Keep in mind that blindly publishing content will never yield beneficial results. You also need to use innovative video, graphics, and interactive tools. The world has moved beyond text, and words alone will not stand out in a crowded market.
Thinking You Will Get Content Marketing for Free
This may have been the case five years ago, but the market is far too saturated with content today to grow your brand without putting some money behind it. When it comes to content marketing in the modern business landscape, you get exactly what you pay for.
Marketers are now spending upwards of $44 billion on content marketing alone. While you probably don’t have $44 billion laying around, you should have a few hundred to put behind posts that represent your brand. Make sure to focus a significant portion of your funds to the distribution of your content as well as its production.
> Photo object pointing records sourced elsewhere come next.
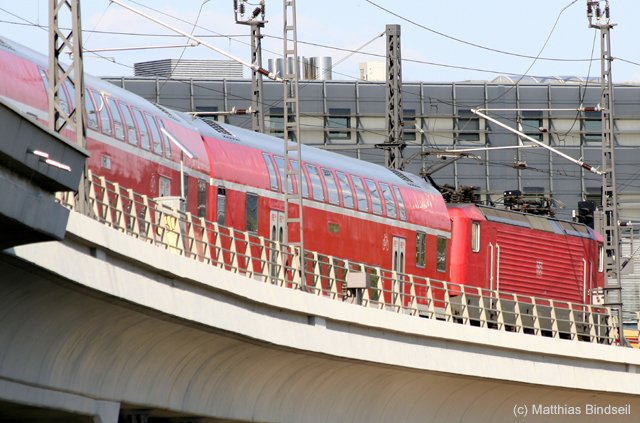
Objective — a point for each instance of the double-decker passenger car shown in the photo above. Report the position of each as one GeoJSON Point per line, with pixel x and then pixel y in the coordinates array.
{"type": "Point", "coordinates": [352, 209]}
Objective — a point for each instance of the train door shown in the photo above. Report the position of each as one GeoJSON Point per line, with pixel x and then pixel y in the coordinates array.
{"type": "Point", "coordinates": [398, 259]}
{"type": "Point", "coordinates": [277, 227]}
{"type": "Point", "coordinates": [494, 266]}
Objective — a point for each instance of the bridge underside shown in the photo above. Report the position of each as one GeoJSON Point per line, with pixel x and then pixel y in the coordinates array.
{"type": "Point", "coordinates": [70, 353]}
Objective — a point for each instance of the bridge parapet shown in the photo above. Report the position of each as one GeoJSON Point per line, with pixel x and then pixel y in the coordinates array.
{"type": "Point", "coordinates": [272, 262]}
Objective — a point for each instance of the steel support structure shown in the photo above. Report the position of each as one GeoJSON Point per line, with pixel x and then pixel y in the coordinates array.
{"type": "Point", "coordinates": [256, 22]}
{"type": "Point", "coordinates": [257, 117]}
{"type": "Point", "coordinates": [394, 143]}
{"type": "Point", "coordinates": [611, 228]}
{"type": "Point", "coordinates": [61, 114]}
{"type": "Point", "coordinates": [293, 206]}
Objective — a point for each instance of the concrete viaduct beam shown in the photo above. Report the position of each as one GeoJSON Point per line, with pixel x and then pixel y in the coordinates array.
{"type": "Point", "coordinates": [102, 321]}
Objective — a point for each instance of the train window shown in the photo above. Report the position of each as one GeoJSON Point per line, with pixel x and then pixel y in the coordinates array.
{"type": "Point", "coordinates": [90, 108]}
{"type": "Point", "coordinates": [165, 140]}
{"type": "Point", "coordinates": [273, 176]}
{"type": "Point", "coordinates": [403, 210]}
{"type": "Point", "coordinates": [316, 182]}
{"type": "Point", "coordinates": [475, 236]}
{"type": "Point", "coordinates": [132, 134]}
{"type": "Point", "coordinates": [332, 187]}
{"type": "Point", "coordinates": [105, 119]}
{"type": "Point", "coordinates": [155, 134]}
{"type": "Point", "coordinates": [222, 207]}
{"type": "Point", "coordinates": [376, 201]}
{"type": "Point", "coordinates": [421, 249]}
{"type": "Point", "coordinates": [117, 119]}
{"type": "Point", "coordinates": [389, 202]}
{"type": "Point", "coordinates": [441, 256]}
{"type": "Point", "coordinates": [363, 203]}
{"type": "Point", "coordinates": [600, 258]}
{"type": "Point", "coordinates": [45, 80]}
{"type": "Point", "coordinates": [164, 186]}
{"type": "Point", "coordinates": [252, 212]}
{"type": "Point", "coordinates": [185, 189]}
{"type": "Point", "coordinates": [280, 164]}
{"type": "Point", "coordinates": [347, 194]}
{"type": "Point", "coordinates": [305, 185]}
{"type": "Point", "coordinates": [202, 198]}
{"type": "Point", "coordinates": [142, 129]}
After all, if no one sees your great work, then you may as well have never created it.
No Promo
The worst thing you can do in today’s market is to wait on the search engine or social media algorithms to find your content for organic boosts. By the time this happens, you will have run out of operating funds and will be begging your investors for another opportunity.
If you’re not tweeting about your content, sharing it on LinkedIn, finding ways to link to your content on guest blogs, posting on Facebook and Google Plus, directing incoming traffic to your blog, soliciting comments and reviews, and pitching the kingmakers in your industry with your content, then you should focus less on creation and more on promotion.
Bad Content
On the contrary, if you are doing all of the above and still getting no traction, then you may need to go back to the drawing board when it comes to your actual content.
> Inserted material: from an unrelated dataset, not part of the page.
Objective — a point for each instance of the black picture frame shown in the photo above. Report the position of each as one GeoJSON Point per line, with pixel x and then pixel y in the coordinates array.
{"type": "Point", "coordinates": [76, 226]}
B2B is not the place to bore people, however technical you may perceive your audience to be. Decision makers at the head of huge supply chain companies still need to be shaken to get the point. You need good writing, a unique personality, and great optimization in order to make a superlative impression that will last. This is even more important when each unique sale is worth tens of thousands of dollars instead of just a few bucks.
Do not skimp on the images and videos when you have an opportunity to include them. There is nothing worse than a wall of text that is not broken up with some kind of multimedia, especially since major search engines can now easily track multimedia assets and include them in the search.
There are many other reasons why your content might be failing, but the above four are essential for consideration. Just because you sell to businesses rather than to consumers, you don’t get a pass on creative content. Take nothing for granted, and develop meaningful content for potential customers, regardless of the market descriptions they happen to fall into.